What he does: Enables manufacturers to sell and service electric vehicles directly to customers
Why it matters:
- The current car dealer franchise law largely prohibits direct-to-consumer sales of electric vehicles by manufacturers, effectively excluding new electric vehicle companies from the Georgian market and limiting electric vehicle options for Georgians.
- In 2015, Tesla was granted an exemption to offer direct sales and service at five locations across the state. Other electric vehicle manufacturers, such as Rivian, should be entitled to a similar market opportunity. Otherwise, Georgians will have to go out of state to buy and maintain electric vehicles, even those made in Georgia.
- Georgia is becoming an electric vehicle hotspot, and this bill allows Georgians to reap more benefits from the development of the electric vehicle industry here at home. This bill gives consumers greater access to the growing electric vehicle market, ensuring they can purchase and maintain the electric vehicle of their choice right at home in Georgia.
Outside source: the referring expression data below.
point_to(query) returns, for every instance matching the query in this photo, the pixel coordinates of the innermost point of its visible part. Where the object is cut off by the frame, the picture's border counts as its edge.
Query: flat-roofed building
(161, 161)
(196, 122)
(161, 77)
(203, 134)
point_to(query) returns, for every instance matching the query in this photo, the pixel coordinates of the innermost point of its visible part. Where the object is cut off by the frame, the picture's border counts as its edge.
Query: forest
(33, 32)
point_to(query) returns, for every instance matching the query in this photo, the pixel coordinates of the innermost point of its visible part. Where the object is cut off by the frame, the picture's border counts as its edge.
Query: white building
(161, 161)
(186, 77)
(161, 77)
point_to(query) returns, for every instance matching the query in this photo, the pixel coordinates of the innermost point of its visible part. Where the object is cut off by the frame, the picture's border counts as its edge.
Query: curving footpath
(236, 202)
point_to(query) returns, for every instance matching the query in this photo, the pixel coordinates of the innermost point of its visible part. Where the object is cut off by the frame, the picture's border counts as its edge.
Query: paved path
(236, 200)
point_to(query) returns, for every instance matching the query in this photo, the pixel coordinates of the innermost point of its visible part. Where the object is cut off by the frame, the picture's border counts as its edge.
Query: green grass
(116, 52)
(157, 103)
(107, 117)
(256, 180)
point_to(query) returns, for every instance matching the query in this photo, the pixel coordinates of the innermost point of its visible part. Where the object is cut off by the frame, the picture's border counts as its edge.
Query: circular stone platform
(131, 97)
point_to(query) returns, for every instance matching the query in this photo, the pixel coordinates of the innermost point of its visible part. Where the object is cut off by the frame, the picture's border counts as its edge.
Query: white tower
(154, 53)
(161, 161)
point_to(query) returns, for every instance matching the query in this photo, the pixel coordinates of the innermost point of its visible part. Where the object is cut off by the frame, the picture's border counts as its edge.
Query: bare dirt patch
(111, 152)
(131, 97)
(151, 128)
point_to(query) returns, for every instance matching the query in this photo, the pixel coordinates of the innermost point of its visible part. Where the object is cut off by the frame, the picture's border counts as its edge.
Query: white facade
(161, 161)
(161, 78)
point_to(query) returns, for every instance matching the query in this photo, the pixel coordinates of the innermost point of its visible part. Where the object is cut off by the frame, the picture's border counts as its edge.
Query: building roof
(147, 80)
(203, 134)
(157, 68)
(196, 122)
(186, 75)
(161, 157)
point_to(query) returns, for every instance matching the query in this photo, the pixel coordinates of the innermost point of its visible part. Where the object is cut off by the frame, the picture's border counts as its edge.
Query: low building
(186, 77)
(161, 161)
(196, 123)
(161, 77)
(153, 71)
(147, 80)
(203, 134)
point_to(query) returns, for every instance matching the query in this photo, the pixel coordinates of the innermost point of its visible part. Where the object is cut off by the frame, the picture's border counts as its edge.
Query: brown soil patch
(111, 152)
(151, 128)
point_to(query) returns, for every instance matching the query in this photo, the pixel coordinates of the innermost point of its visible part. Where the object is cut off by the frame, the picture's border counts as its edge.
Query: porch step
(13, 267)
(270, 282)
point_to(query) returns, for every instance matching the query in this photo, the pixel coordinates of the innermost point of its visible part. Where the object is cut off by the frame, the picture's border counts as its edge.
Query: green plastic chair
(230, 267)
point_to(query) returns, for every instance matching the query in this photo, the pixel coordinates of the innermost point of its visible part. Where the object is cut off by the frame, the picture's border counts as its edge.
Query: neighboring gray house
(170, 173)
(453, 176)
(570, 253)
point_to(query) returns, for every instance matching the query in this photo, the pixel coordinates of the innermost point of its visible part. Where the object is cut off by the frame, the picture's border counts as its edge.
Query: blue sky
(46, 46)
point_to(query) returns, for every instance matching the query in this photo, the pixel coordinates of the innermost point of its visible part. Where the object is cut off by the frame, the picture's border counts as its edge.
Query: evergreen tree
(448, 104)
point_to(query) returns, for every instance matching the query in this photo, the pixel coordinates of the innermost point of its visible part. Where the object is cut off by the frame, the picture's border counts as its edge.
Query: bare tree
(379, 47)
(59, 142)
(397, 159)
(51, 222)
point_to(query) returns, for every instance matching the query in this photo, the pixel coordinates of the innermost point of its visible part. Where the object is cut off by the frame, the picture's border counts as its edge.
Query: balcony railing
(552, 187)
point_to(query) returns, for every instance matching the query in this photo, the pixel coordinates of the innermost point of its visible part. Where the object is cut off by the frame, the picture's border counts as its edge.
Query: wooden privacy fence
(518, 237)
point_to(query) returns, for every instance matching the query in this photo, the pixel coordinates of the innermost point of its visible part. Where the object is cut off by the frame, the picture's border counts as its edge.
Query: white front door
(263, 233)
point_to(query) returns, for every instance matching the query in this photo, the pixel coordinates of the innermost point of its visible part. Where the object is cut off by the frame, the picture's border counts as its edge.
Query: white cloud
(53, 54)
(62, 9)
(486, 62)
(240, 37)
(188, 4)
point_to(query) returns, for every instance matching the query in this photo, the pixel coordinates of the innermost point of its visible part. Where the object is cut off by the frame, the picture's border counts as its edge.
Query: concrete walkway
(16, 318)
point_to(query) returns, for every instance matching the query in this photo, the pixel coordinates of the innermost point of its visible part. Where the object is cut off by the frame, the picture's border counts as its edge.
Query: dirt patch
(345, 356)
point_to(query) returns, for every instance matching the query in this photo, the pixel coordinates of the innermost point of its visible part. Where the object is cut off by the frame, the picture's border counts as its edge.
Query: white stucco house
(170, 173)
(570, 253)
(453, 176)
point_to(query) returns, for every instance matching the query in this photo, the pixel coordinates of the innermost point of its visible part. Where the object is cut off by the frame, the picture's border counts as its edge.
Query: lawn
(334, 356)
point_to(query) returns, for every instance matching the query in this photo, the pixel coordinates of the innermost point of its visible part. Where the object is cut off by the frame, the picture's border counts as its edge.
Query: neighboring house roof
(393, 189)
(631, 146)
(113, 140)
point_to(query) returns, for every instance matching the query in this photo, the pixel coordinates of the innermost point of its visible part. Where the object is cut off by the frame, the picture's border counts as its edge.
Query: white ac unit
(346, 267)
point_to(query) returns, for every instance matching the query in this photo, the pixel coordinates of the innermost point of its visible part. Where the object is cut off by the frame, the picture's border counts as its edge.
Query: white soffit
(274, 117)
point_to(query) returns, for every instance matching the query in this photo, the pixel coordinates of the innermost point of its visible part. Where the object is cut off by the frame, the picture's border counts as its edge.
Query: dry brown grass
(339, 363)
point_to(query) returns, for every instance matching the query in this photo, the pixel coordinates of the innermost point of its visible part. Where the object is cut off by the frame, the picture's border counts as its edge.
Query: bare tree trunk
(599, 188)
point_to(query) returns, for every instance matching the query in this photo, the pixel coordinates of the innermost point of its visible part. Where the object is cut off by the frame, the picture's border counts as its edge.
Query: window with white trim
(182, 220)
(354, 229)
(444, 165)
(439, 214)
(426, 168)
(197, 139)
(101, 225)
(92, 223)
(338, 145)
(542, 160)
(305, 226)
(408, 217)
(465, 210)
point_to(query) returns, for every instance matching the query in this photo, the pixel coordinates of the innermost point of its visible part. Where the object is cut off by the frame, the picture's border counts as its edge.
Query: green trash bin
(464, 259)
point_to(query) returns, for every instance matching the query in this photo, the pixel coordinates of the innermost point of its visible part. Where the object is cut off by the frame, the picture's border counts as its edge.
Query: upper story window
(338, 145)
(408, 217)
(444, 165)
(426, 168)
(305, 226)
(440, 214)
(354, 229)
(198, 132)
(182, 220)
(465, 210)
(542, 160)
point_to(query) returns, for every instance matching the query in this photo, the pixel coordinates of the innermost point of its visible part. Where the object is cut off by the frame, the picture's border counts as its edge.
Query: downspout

IMPROVING ENERGY EQUITY IN GEORGIA
Georgian funds first (HB 1487)
What he does: Creates a fund from Georgia Power’s excess profits to help make energy more affordable for low-income customers through billing assistance, energy efficiency and weather protection, l solar energy, etc. ; requires the utility to publicly report quality of service data to residential customers
Why it matters:
- Georgians face some of the highest electricity bills in the country. Studies have found that Atlanta residents have some of the most unaffordable energy in metropolitan areas in the nation, with particularly heavy energy affordability burdens for seniors, blacks, Hispanics, and low-income households.
- More than 1.2 million Georgians spend more than 6% of their household income on energy, an “energy load” considered unaffordable.
- Meanwhile, Georgia Power has raked in $10.4 billion in profits for shareholders over the past decade, while consistently making more profits at the expense of customers than state regulators allow. In four of the last ten years, the utility exceeded the maximum range above that target and was forced to return the excess proceeds to subscribers.
- This bill would redirect a tiny percentage of Georgia Power’s excess profits to the Georgians First Fund, which would help ease the affordability burden on hard-working people by providing bill assistance and investing in energy efficiency. , weatherization, solar energy, etc.
- More specifically, public service contributions to the fund would be 5% of amounts within the permitted range of the return on equity target set by the Civil Service Commission and 10% of amounts collected above the allowed range.
- The bill would also require the utility to publicly communicate quality of service data to residential customers.
- According to the American Council for an Energy Efficient Economy, investing in energy equity “can reduce energy costs, create jobs, and promote the health, safety, and well-being of residents,” and we at SACE believe that Georgians deserve these benefits.